PESCARA. Microfoni sbattuti sul tavolo, monetine lanciate in aula, parapiglia tra consiglieri e l'opposizione che chiama la segreteria del prefetto fissando un appuntamento. Nella sala consiliare piena di cittadini, oltre 200, arrivati per dire no alla filovia, «Filò» - il più grande investimento sulla mobilità urbana dal dopoguerra ad oggi - i lavori si sono interrotti alle otto di sera tra le urla.
Ad accendere la seduta - «è stata una vergogna, uno scempio», raccontano - è stato intanto l'ordine del giorno presentato dall'opposizione per chiedere di sospendere i lavori della filovia iniziati all'altezza delle Naiadi. «Illogico, niente affatto funzionale, inutilmente costoso e del tutto inadeguato a centrare gli obiettivi prefissati»: così i consiglieri hanno bollato il progetto e hanno chiesto al consiglio, tramite il consigliere di Rifondazione comunista Maurizio Acerbo, di sospendere i lavori e approfondire alcuni aspetti tecnici «non del tutto chiari». Intanto, nell'aula, sono comparsi tanti striscioni di protesta issati dal coordinamento che non condivide quel progetto. Nell'ordine del giorno, i consiglieri hanno chiesto di sospendere temporaneamente i lavori, per una decina di giorni, e aspettare le decisioni del tavolo tecnico. Ma l'aula consiliare, alle fine, ha bocciato l'ordine del giorno: 18 voti contrari contro 15 favorevoli, con il consigliere del Pdl Lorenzo Sospiri che ha cercato inutilmente di mediare. «Abbiamo calcolato il costo medio dei filobus recentemente adottati a Bari e la spesa è di 650 mila euro al chilometro, compreso l'acquisto dei rotabili», ha sottolineato Loredana Di Paola del coordinamento antifilovia.
«La Regione Abruzzo considera il filobus un mezzo ibrido a guida libera e ad alimentazione vincolata, al solo scopo di aggirare la normativa sulla via», hanno rimarcato ancora.
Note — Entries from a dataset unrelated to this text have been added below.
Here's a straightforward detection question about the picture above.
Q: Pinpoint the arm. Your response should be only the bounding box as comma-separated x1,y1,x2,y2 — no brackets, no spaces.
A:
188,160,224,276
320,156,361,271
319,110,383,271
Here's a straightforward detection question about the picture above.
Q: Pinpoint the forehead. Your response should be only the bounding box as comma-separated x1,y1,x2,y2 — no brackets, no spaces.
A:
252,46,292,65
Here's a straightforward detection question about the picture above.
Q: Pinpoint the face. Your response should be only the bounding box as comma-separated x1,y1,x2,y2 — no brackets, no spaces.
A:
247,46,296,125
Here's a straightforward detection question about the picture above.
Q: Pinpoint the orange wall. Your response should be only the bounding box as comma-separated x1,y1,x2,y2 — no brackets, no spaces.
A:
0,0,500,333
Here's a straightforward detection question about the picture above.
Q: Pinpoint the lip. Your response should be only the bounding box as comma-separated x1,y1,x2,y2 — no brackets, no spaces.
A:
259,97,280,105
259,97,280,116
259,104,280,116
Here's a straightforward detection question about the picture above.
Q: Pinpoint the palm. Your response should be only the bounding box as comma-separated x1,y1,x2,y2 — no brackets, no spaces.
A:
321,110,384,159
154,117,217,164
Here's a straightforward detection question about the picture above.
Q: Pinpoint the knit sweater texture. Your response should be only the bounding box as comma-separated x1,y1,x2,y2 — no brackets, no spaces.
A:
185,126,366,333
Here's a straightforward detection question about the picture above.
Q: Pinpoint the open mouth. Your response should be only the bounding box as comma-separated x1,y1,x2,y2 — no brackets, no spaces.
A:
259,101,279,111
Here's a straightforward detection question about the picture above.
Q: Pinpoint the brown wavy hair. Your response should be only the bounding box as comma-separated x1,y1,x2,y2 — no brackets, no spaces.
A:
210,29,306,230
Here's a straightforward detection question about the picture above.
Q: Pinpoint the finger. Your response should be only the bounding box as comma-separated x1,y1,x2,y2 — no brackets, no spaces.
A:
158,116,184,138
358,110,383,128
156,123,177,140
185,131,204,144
Con Mario Sorgentone, presidente dell'associazione Strada parco, che ha aggiunto: «Quel mezzo è inadeguato per ridurre la mole di traffico e ridurre i livelli di inquinamento».
Archiviato l'ordine del giorno dell'opposizione, una nuova mozione di Acerbo sulla mobilità - biciclette e autobus - ha riacceso però l'aula, facendo riemergere l'argomento filovia e infiammando i consiglieri. Alle 19 è stata bagarre con il vicepresidente del consiglio Gianni Santilli che ha perso la bussola dell'aula consiliare, con il consigliere Carlo Masci che ha sbattuto sul tavolo un microfono e si è scontrato verbalmente con Acerbo e con il consigliere Pd Enzo Del Vecchio che ha chiamato la prefettura.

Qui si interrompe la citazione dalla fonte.